One of the things these mobile devices generally don't have is Genuine Adobe Flash compatibility. Yes, Android provides it to the users, but it is currently half baked and people generally hate it. The reason, is simple, They don't want it on a touch-screen. Flash just doesn't work, when it comes to touch-screen based content.
On the tablets, its a completely different story, iPad amounts to about 90% of Tablet Sales. It doesn't provide the users with Flash Compatibility, this means that out of millions who are using a tablet, most of them using an iPad, browse the internet without accessing millions of websites with flash content.
All this in-short makes the flash technology, which was at the pinnacle of its power before the arrival of the Post- PC devices, look slump. It is now, widely seen as Stale, premature and of a different world.
The new cool is something else. Something that is tightly integrated with the web, it doesn't require a plug-in to enter your phones, computers, laptops or tablets. HTML5!
Now, Let me make it clear, HTML5 is a programming language version of HTML, certified by W3C. And Flash is a proprietary Software for creating Interactive Web-Content. The main debate is over as to which option is better for displaying media content. Flash or HTML5? However, HTML5 implementation with CSS and Java Scripting has made it more powerful than flash over time, in displaying interactive content. And since, flash is not available for many mobile devices, developers are moving towards the HTML5 implementation of Interactive content.
Today, when you log on to your GMAIL ID, you see a cool new feature, that allows you to drag and drop files to attach them to the email. You don't know the technicalities, of course. For you its something that's coming for free, without the hassles of installing a plugin on your device. What you don't know is that the web is now, shifting its base to HTML5. Adopting the new standard.

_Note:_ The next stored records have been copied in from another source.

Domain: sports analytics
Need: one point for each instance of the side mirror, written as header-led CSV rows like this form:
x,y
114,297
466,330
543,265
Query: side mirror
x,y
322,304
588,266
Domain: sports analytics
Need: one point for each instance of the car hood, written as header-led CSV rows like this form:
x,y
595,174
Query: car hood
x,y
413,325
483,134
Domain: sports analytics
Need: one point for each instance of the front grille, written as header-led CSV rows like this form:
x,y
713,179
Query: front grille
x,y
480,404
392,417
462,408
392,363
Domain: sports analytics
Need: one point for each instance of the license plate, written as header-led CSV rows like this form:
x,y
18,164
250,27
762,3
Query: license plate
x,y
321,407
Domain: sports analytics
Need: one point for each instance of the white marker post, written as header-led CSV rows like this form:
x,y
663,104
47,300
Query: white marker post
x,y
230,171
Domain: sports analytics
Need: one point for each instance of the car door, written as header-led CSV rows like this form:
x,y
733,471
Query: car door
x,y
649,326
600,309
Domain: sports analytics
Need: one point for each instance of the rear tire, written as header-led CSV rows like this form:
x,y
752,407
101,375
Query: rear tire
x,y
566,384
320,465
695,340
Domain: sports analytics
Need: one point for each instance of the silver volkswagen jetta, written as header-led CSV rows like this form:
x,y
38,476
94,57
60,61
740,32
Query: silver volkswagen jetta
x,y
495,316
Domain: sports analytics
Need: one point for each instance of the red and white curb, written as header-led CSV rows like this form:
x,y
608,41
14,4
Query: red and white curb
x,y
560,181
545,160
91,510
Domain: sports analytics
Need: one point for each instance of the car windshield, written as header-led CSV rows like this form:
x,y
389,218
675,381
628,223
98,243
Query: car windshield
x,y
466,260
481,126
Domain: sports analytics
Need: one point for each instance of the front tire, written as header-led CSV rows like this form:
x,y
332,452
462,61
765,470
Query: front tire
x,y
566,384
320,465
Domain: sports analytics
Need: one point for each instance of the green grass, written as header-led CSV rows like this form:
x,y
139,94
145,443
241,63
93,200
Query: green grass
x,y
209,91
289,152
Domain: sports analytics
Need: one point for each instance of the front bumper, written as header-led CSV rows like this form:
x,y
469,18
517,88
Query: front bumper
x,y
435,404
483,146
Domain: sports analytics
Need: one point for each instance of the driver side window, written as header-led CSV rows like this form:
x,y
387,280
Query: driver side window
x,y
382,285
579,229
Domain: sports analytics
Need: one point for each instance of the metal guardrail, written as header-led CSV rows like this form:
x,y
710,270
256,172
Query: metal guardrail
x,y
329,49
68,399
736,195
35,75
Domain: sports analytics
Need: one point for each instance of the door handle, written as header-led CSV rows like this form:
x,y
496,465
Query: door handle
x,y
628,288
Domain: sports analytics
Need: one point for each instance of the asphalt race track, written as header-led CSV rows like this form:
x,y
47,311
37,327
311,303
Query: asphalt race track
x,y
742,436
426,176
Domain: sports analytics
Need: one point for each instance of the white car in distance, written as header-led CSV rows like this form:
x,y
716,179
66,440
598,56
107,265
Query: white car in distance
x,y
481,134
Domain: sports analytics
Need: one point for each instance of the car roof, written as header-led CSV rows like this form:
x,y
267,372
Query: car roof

However, in a completely opposite scenario, you go to a gaming website, start a game, only to find that flash is not supported on your device. You do not know much about the technicalities, but what you know from then onwards is, that gaming website is awful, It didn't work on your expensive gadget. The user won't wait for flash compatibility on his gadget but he'll look elsewhere, for a better experience, for a better website.
Those two instances, teach us as developers, something. The developer, must keep pace with the new standards, the new tech. So that the user has no problem using his website. It's not the gadget that is going to mould into the website, its the website that has to mould into the gadget.
Developers learnt this lesson very early last year. The result was the staggering boycott of flash content, flash video and flash games.
Major Newsgroups like CNN, BBC, NYTimes shifted their flash-based videos, and picture content to HTML5. An outright boycott of Flash Video, resulted in sites like Vimeo and Youtube adopting standards like the H.264, both the websites increased their compatibility for Mobile Devices. Slowly but eventually they made sure that HTML5 reached the PCs too. Young developers, adopted HTML5 even faster, within months, new games like the Galactic Inbox and Letter Wars came up. They were not flash, yet they were a huge success. Web-Development firms, started providing HTML5 templates. Eventually HTML5 over-shadowed flash, as the new Interactive-Web Standard. And all this was quick, within months.
The bigger challenge was web-browser compatibility. About 70% of users still used the old haggard and ragged Internet Explorer. While, Safari, Crome, Firefox and Opera provided HTML5 compatibility, these browsers have not yet reached to every computer-using soul. But this March, the world marched on to complete HTML5 compatibility, that is IE9 was launched. And Sources reveal that it reached 2.9 Million Downloads within hours.
More, evidence of the Flash demise can be seen from Adobe. Adobe Labs, announced earlier this month, the beta version of Adobe Wallaby. An AIR tool, that allows the developers to convert their Flash Content into usable HTML5 Code. Adobe has accepted defeat. They know, now that if there is any thing left for Flash, it is to be friends with HTML5.
Summary : Flash ain't the Web-Developer's most Pampered kid anymore, They've ever so happily embraced HTML5. For the user, unaware of this standard's war, is quickly getting glued to this new technology in many ways. And the most interesting part, he might not know what HTML5 is but he'll surely know that there is something different on Youtube for his iPad or that some websites just got more interactive.
But who knows in the un-foreseen future, HTML5 might be beaten red and blue with a new Web-Standard which may take over the HTML5 legacy, much faster than HTML5 took over Flash.